3) Quelle est la différence entre keyformat=passphrase et keyformat=raw ?

passphrase dérive le matériau de clé d’un secret saisi par un humain. raw attend des octets de clé (souvent stockés dans un fichier). Raw est compatible avec l’automatisation et peut être de haute entropie, mais augmente l’importance de la protection du fichier de clé.

4) Puis-je déverrouiller un dataset sans le monter ?

Oui. zfs load-key déverrouille (charge la clé en mémoire) ; le montage est séparé. Utile pour la récupération contrôlée et pour éviter de monter dans le mauvais environnement.

5) Si un dataset est chiffré, le pool est-il chiffré ?

Le chiffrement ZFS est au niveau dataset. Un pool peut contenir des datasets chiffrés et non chiffrés.
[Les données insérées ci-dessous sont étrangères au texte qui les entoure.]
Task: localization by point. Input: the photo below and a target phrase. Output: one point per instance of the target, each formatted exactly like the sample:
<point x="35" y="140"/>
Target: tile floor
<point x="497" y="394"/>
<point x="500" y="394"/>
Vos audits doivent vérifier la hiérarchie des datasets, pas supposer que « le pool est chiffré ».

6) Puis-je répliquer des datasets chiffrés vers un site de sauvegarde et les garder chiffrés de bout en bout ?

Oui, avec des raw sends (par ex. zfs send -w). Mais vous devez alors garantir que le site de backup a un moyen indépendant et testé de déverrouiller—ou accepter qu’il reste verrouillé et utiliser d’autres méthodes de vérification.

7) Pourquoi mon système a démarré mais les services ont échoué, alors que le pool s’est importé correctement ?

Fréquemment : le pool s’est importé, mais les clés n’ont pas été chargées, donc les datasets chiffrés ne se sont pas montés. Vérifiez zfs list -o name,keystatus,mounted et les logs système pour des échecs zfs-load-key.

8) Est-il sûr de stocker des fichiers de clé sur le disque OS ?

Ça dépend de votre modèle de menace. C’est pratique opérationnellement et protège contre le vol des disques de données, mais cela ne protège pas contre un attaquant ayant root sur l’hôte. Si vous avez besoin de garanties plus fortes, utilisez une récupération hors-hôte et des contrôles d’accès plus stricts.

9) Comment prouver aux auditeurs (et à moi-même) que la récupération fonctionne ?

En effectuant un drill import/unlock/mount sur un système propre, en n’utilisant que des procédures documentées et des secrets séquestrés. Enregistrez la sortie de zfs get et les étapes que vous avez suivies. Répétez selon un calendrier.

Conclusion : la routine l’emporte sur l’héroïsme

Le chiffrement ZFS est une bonne ingénierie. Mais le coup gagnant n’est pas de l’activer—c’est de l’opérationnaliser. Votre futur vous ne veut pas d’une configuration astucieuse ; il veut une configuration qui survive aux reboots, aux restaurations, aux changements d’équipe et au moment embarrassant où votre « système sécurisé » est inaccessible parce que la clé était stockée quelque part… sécurisé.

Si vous ne retenez qu’une habitude : exécutez le drill export/import + load-key avant d’en avoir besoin. Le jour du désastre se moque que le design ait été propre sur un diagramme. Il se contente de savoir si la personne de garde peut déverrouiller les données sans deviner.